3.7 KiB
DQN Implementation
We'll use python to implement the network
An episode is an instance of a game run for a number of actions (e.g. 10000) or until the game ends.
https://github.com/keras-team/keras-io/blob/master/examples/rl/deep_q_network_breakout.py
What does the network look like?
The size of the screen is resized to 84 by 84 before the screenshots enter the network.
The input layers could be thought to have a 3D prism 84x84x3
Convolution layers
First convolution layer
layer 1 = layers.Conv2D(32, 8, strides=4, activation="relu")(inputs)
32 filters are applied Size of the filter is 8 by 8 pixels. The stride is 4, meaning it skips 4 pixels each time it processes, this results in a (20, 20, 32), where we have 32 images of size 20x20, one image for each filter.
Second convolution layer
layer2 = layers.Conv2D(64, 4, strides=2, activation="relu")(inputs)
This layers acts on the result of the previous layer 64 filters, filters of size 4x4 pixels, only skips 2 pixels. This results in a size of (9, 9, 64).
Third convolution layer
layer3 = layers.Conv2D(64, 3, strides=1, activation="relu")(inputs)
This refults to (7, 7, 64). 64 images of 7x7 pixels
Flatten layer
layer4 = layers.Flatten()(layer3)
Turns the 2D tensors into a single layer (or flat) element. In this case 7 times 7 time 64 (7x7x64=3136)
Dense layer
layer5 = layers.Dense(512, activation="relu")(layer4)

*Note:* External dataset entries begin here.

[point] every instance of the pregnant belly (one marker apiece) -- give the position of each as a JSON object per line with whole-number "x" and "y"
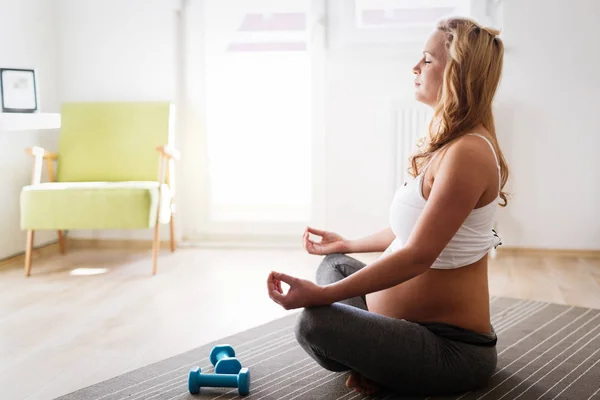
{"x": 458, "y": 297}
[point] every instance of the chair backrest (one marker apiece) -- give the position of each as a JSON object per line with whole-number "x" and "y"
{"x": 113, "y": 141}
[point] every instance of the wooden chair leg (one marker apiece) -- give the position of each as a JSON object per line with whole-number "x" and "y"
{"x": 155, "y": 247}
{"x": 172, "y": 223}
{"x": 28, "y": 251}
{"x": 62, "y": 242}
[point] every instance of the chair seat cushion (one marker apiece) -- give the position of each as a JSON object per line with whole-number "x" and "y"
{"x": 93, "y": 205}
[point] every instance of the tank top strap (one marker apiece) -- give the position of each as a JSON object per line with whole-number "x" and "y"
{"x": 495, "y": 156}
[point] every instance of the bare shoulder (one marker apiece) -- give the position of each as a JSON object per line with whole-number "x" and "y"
{"x": 470, "y": 153}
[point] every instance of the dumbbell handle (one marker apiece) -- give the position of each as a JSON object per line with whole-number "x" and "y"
{"x": 219, "y": 380}
{"x": 222, "y": 355}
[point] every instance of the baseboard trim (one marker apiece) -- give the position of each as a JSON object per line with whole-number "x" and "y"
{"x": 529, "y": 251}
{"x": 75, "y": 243}
{"x": 38, "y": 251}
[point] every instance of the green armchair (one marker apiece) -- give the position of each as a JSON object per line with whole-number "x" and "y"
{"x": 106, "y": 176}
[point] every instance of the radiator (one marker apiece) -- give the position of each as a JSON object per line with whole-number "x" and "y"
{"x": 410, "y": 123}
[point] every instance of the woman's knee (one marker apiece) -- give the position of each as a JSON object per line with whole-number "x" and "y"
{"x": 311, "y": 324}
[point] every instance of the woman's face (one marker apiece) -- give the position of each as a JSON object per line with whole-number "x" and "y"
{"x": 429, "y": 70}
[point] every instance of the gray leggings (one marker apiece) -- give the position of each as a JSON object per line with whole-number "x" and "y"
{"x": 402, "y": 356}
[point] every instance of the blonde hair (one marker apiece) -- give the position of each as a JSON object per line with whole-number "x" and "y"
{"x": 471, "y": 78}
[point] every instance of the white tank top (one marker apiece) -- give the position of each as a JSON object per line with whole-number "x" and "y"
{"x": 471, "y": 242}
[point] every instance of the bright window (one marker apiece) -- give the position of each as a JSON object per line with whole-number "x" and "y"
{"x": 258, "y": 110}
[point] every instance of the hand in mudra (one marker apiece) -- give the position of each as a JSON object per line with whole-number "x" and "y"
{"x": 330, "y": 242}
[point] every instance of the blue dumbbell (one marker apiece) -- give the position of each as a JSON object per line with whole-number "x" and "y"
{"x": 197, "y": 380}
{"x": 224, "y": 361}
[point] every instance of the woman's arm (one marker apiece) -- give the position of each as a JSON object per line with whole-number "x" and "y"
{"x": 458, "y": 185}
{"x": 376, "y": 242}
{"x": 462, "y": 177}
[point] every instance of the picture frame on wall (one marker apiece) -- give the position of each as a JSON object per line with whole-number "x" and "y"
{"x": 18, "y": 89}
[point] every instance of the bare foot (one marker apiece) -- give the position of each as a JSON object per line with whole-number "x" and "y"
{"x": 361, "y": 384}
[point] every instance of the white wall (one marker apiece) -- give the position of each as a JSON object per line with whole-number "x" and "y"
{"x": 548, "y": 120}
{"x": 547, "y": 117}
{"x": 116, "y": 50}
{"x": 29, "y": 41}
{"x": 551, "y": 80}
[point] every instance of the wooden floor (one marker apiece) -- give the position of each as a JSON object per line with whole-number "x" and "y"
{"x": 60, "y": 332}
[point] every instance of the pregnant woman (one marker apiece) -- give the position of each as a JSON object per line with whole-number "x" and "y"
{"x": 417, "y": 320}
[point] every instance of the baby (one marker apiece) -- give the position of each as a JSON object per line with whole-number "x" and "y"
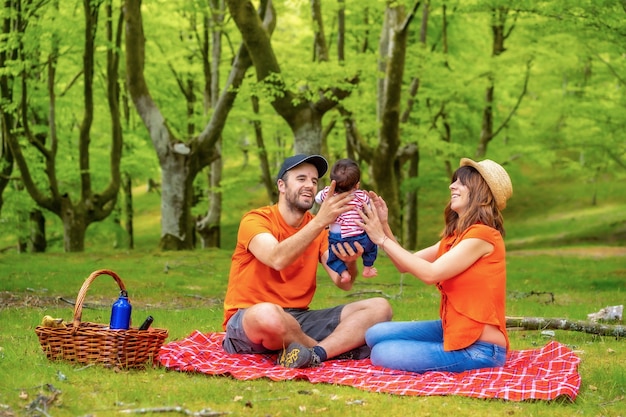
{"x": 347, "y": 175}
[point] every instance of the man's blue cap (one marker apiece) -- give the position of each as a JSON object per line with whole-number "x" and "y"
{"x": 293, "y": 161}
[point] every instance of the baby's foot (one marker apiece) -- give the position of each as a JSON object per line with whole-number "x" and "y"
{"x": 345, "y": 276}
{"x": 369, "y": 271}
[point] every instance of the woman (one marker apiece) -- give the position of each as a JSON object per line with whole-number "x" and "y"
{"x": 468, "y": 267}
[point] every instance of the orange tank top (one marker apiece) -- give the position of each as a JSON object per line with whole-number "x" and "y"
{"x": 251, "y": 282}
{"x": 476, "y": 296}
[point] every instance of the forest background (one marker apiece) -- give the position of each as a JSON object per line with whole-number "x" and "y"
{"x": 130, "y": 127}
{"x": 99, "y": 97}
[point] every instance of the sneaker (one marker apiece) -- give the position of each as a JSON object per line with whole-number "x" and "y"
{"x": 298, "y": 356}
{"x": 362, "y": 352}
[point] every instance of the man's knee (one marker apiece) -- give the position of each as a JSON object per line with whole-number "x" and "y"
{"x": 382, "y": 308}
{"x": 265, "y": 317}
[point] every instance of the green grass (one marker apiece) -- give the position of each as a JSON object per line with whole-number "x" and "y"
{"x": 184, "y": 292}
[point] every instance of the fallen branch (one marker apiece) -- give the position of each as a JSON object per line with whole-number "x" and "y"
{"x": 542, "y": 323}
{"x": 202, "y": 413}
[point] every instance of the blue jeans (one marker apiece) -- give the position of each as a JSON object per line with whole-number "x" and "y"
{"x": 370, "y": 250}
{"x": 417, "y": 346}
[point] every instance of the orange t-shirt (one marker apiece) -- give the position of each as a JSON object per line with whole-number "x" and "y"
{"x": 476, "y": 296}
{"x": 251, "y": 282}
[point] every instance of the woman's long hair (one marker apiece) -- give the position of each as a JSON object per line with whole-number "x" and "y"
{"x": 481, "y": 207}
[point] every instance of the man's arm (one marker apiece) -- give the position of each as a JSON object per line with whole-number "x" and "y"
{"x": 279, "y": 255}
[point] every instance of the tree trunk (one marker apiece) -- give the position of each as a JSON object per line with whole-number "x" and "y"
{"x": 486, "y": 133}
{"x": 90, "y": 206}
{"x": 385, "y": 170}
{"x": 38, "y": 242}
{"x": 127, "y": 188}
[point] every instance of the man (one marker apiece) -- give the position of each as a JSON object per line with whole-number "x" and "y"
{"x": 273, "y": 277}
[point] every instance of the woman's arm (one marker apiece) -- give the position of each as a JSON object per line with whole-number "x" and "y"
{"x": 423, "y": 264}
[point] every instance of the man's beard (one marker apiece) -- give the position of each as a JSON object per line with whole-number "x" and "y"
{"x": 294, "y": 203}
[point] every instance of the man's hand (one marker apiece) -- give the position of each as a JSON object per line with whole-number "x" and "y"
{"x": 334, "y": 205}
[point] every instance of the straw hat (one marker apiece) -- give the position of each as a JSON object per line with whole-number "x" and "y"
{"x": 496, "y": 177}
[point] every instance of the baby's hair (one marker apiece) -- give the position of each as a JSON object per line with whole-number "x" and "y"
{"x": 346, "y": 174}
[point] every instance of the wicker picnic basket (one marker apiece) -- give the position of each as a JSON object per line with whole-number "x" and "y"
{"x": 90, "y": 343}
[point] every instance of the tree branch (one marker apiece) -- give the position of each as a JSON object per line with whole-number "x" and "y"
{"x": 541, "y": 323}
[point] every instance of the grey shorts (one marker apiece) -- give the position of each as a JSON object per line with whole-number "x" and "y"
{"x": 317, "y": 324}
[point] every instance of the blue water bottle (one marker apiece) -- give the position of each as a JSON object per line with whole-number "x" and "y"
{"x": 120, "y": 312}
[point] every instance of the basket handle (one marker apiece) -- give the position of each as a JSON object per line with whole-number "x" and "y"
{"x": 78, "y": 307}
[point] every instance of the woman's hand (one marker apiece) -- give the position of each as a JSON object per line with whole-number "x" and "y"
{"x": 380, "y": 206}
{"x": 371, "y": 222}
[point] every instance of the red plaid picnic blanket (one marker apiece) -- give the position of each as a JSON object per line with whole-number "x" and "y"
{"x": 538, "y": 374}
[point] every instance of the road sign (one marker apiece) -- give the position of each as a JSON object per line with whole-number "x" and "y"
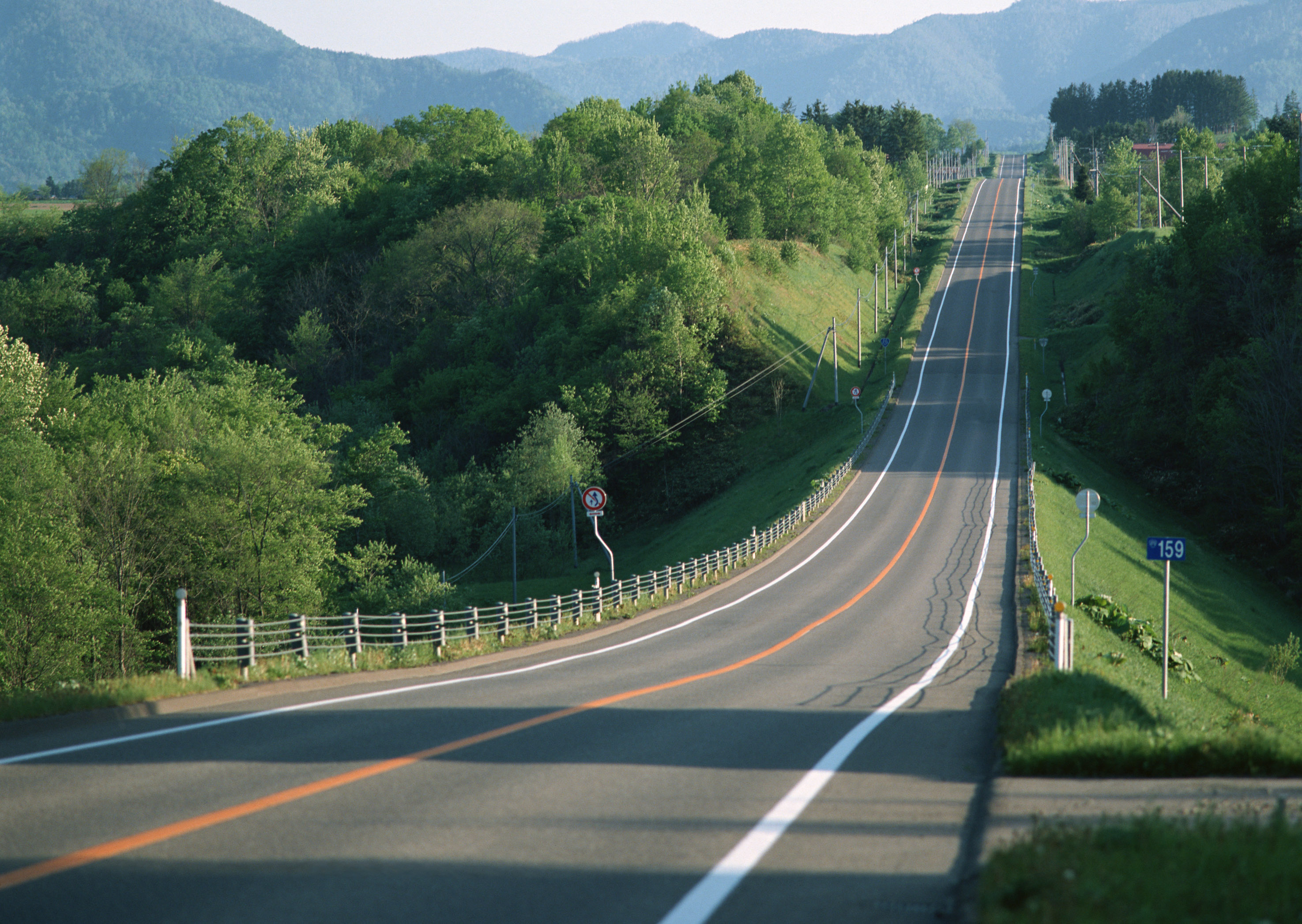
{"x": 594, "y": 499}
{"x": 1166, "y": 548}
{"x": 1088, "y": 501}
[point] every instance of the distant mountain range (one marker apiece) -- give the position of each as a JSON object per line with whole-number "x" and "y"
{"x": 79, "y": 76}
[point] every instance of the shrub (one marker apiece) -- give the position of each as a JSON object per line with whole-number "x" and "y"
{"x": 764, "y": 257}
{"x": 1284, "y": 657}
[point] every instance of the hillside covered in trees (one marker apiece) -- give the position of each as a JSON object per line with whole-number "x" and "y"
{"x": 1200, "y": 396}
{"x": 1201, "y": 99}
{"x": 81, "y": 76}
{"x": 308, "y": 370}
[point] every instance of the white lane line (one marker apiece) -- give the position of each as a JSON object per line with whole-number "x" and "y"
{"x": 705, "y": 898}
{"x": 394, "y": 691}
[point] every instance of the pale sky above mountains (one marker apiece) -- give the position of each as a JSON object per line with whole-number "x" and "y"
{"x": 409, "y": 28}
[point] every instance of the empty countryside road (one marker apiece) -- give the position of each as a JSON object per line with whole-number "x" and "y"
{"x": 808, "y": 742}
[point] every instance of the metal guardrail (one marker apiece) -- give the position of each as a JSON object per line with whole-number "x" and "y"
{"x": 245, "y": 641}
{"x": 1061, "y": 629}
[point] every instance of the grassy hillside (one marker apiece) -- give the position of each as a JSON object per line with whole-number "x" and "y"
{"x": 786, "y": 306}
{"x": 1108, "y": 716}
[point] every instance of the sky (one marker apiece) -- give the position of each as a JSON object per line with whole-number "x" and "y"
{"x": 409, "y": 28}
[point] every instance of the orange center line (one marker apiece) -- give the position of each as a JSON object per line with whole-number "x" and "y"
{"x": 146, "y": 838}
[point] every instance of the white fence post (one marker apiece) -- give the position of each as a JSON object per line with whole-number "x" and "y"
{"x": 184, "y": 660}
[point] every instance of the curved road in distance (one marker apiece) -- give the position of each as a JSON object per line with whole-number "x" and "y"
{"x": 810, "y": 741}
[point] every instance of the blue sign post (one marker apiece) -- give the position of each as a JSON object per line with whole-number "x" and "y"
{"x": 1166, "y": 550}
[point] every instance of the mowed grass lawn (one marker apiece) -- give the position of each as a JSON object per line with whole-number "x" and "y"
{"x": 1108, "y": 717}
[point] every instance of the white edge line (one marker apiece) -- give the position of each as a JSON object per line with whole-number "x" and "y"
{"x": 394, "y": 691}
{"x": 705, "y": 898}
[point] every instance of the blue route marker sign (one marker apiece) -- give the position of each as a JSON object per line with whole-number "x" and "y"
{"x": 1166, "y": 548}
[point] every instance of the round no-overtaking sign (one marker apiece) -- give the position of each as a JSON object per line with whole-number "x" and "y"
{"x": 594, "y": 499}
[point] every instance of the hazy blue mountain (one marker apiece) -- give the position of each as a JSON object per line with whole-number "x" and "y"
{"x": 79, "y": 76}
{"x": 1262, "y": 42}
{"x": 1002, "y": 68}
{"x": 642, "y": 39}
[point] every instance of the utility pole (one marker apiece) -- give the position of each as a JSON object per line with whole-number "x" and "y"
{"x": 836, "y": 369}
{"x": 1159, "y": 184}
{"x": 1182, "y": 181}
{"x": 573, "y": 522}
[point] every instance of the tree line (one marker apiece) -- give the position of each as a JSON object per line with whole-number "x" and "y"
{"x": 314, "y": 370}
{"x": 1200, "y": 99}
{"x": 1201, "y": 396}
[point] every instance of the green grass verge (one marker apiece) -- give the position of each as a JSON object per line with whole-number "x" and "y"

In the example, 3136 turns into 512 nodes that is connected with each other. This means that each node contributes to the activation of the next layer of every node.
Dense Layer_1
action = layers.Dense(num_action, activation="relu")(layer5)
Take the result of the previous layer to provide with outputs, which in Breakaway is 4 (possible actions)
At the end we get 4 simple outputs from the Q function, one for each of the moves, which represent the values of the possible actions.
return keras.Model(inputs=inputs, outputs=action)
DQN loss function and training
We normally we have a ground truth such as labeled pictures, this is not the case with Q learning.
To sample from the replay buffer
We choose 32 items from the replay buffer
indices = np.random.choice(range(len(done_history)), size=batch_size)
The current state (s)
state_sample = np.array([state_history[i]) for i in indices)
The next state (s-)
state_next_sample = np.array([state_next_history[i] for i in indices])
The reward r
rewards_sample = [rewards_history[i] for i in indices]
The action a
action_sample = [action_history[i] for i in indices]
We then calculate the future reward using the Q- network (model target)
future_rewards = model_target.predict(state_next_sample)
We then use the gamma value
updated_q_values = rewards_sample + gamma * tf.reduce_max(future_rewards, axis=1)
We calculate the reward on the model
q_values = model(state_sample)
We calculate the different between the predicted rewards
loss = loss_function(updated_q_values, q_action)
Watch DQN playing Breakwall
The size of the replay buffer needs to be big, this is an initial limitation (problem). The keras script reduced the usual size to about 12% of the original requirements.
The graph shows the average running score achieved across multiple episodes.
Training is resource intensive, but the inference (running the model) is fast and requires little ram.
Lab
I was able to follow all instructions except training the model with atari_py, there was an error saying
'C:\Users\gofor\myvenv\lib\site-packages\atari_py\ale_interface\ale_c.dll' (or one of its dependencies). Try using the full path with constructor syntax.
I looked for the file online and downloaded it, but even then still got the same error.